DVB-T

Kein Interesse an DVB-T-Radio in Hamburg und Schleswig-Holstein

Privatradios setzen lieber auf Internetradio

Die Medienanstalt Hamburg / Schleswig-Holstein (MA HSH) hatte im Dezember 2009 Übertragungskapazitäten für die Verbreitung von DVB-T-Hörfunkangeboten in Hamburg und Schleswig-Holstein ausgeschrieben. Damit sollte Hörfunkveranstaltern die Möglichkeit einer digitalen Verbreitung von bis zu 16 Hörfunkprogrammen in Hamburg und Schleswig-Holstein eröffnet werden.
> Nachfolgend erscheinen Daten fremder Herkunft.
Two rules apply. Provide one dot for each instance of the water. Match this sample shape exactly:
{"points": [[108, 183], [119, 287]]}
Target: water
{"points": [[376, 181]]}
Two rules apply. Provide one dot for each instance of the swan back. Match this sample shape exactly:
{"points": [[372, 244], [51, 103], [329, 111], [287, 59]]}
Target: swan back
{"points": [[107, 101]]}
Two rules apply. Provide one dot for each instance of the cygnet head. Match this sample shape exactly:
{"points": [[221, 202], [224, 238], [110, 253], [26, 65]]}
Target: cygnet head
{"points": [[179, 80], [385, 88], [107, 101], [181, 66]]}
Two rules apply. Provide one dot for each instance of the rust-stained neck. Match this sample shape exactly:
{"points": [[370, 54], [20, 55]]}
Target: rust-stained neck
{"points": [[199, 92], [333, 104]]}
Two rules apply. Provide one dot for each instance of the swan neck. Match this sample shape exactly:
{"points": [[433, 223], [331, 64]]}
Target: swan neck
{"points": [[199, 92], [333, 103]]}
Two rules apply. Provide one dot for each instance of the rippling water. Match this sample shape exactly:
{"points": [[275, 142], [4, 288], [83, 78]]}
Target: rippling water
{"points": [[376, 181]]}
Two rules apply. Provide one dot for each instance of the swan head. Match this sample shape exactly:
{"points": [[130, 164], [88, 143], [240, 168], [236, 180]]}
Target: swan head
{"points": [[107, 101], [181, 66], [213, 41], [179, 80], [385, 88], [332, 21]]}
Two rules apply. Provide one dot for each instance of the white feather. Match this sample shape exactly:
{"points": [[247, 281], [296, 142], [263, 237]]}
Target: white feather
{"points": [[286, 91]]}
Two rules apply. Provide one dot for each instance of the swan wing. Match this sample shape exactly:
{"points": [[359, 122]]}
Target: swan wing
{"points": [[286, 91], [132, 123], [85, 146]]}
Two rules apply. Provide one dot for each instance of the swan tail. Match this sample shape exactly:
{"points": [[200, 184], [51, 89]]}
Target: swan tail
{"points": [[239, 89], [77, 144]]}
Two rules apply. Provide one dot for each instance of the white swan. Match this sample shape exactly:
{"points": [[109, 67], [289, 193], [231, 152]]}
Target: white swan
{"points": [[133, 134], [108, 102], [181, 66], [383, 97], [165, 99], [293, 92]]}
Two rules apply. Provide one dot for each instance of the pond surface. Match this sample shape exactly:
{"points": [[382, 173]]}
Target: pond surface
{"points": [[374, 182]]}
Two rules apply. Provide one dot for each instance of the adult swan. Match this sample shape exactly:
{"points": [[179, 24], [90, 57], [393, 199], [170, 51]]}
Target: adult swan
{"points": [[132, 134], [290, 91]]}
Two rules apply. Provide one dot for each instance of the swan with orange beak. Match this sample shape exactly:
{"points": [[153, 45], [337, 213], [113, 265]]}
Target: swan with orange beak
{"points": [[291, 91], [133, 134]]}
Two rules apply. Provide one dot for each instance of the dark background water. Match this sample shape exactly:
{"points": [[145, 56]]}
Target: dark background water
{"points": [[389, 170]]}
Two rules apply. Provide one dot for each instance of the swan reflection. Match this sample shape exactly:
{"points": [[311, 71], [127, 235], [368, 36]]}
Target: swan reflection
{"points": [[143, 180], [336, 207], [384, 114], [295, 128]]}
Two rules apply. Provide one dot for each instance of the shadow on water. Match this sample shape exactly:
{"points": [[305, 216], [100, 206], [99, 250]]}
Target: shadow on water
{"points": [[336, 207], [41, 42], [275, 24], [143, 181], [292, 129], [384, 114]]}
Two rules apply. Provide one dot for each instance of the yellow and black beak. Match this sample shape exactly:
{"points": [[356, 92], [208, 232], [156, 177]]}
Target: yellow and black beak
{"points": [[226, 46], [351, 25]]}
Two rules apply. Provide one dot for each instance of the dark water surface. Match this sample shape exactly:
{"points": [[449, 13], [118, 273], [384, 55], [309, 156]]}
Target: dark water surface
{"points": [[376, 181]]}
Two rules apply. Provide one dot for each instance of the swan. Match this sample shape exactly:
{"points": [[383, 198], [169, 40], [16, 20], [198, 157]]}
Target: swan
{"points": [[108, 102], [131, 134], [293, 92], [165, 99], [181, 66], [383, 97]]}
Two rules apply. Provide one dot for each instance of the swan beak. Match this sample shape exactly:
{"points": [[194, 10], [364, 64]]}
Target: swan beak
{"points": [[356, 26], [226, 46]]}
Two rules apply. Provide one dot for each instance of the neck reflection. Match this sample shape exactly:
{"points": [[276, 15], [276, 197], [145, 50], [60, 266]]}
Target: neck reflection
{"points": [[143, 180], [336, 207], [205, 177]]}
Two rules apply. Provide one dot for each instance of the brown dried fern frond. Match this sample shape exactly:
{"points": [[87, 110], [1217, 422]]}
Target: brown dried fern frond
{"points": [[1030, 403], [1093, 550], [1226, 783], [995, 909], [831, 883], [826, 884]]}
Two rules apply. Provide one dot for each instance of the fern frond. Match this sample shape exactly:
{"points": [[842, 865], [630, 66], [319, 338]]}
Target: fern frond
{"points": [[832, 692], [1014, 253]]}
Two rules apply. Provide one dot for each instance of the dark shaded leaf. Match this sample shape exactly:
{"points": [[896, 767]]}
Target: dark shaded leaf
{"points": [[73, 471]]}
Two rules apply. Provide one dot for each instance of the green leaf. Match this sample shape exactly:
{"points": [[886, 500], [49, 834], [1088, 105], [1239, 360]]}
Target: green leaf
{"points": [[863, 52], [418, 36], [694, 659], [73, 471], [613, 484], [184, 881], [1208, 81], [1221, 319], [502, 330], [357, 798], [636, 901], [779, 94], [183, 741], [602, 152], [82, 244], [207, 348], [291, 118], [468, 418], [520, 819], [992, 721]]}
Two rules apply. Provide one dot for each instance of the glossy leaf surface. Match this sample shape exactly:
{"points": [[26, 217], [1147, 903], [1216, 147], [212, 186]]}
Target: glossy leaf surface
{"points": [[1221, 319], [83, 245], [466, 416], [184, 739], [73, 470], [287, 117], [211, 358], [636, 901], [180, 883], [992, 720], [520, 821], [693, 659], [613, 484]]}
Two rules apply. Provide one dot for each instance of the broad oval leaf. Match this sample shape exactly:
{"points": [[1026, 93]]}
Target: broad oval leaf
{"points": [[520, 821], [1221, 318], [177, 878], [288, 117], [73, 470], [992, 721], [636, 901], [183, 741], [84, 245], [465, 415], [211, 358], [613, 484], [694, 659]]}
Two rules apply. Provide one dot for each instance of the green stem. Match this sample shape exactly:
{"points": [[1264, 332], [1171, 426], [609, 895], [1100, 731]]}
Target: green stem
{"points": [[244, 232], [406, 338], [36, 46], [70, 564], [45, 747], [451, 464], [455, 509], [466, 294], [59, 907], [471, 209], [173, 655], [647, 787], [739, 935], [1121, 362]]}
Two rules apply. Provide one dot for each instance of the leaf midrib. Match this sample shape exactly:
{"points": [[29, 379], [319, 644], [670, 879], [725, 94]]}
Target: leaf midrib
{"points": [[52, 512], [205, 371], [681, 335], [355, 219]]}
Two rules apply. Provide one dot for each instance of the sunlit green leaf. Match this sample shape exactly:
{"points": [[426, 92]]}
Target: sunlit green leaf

Allerdings sei laut MA HSH das Interesse auf Seiten der Hörfunkveranstalter sehr gering ausgefallen, so dass der Medienrat aufgrund dieses Ausschreibungsergebnisses beschloss, keine Hörfunk-Zuweisung zu erteilen. Auf die Ausschreibung von DVB-T-Übertragungskapazitäten für Fernsehen und Telemedien in Hamburg vom November 2009 sind hingegen mehr Bewerbungen eingegangen, als Programmplätze verfügbar waren.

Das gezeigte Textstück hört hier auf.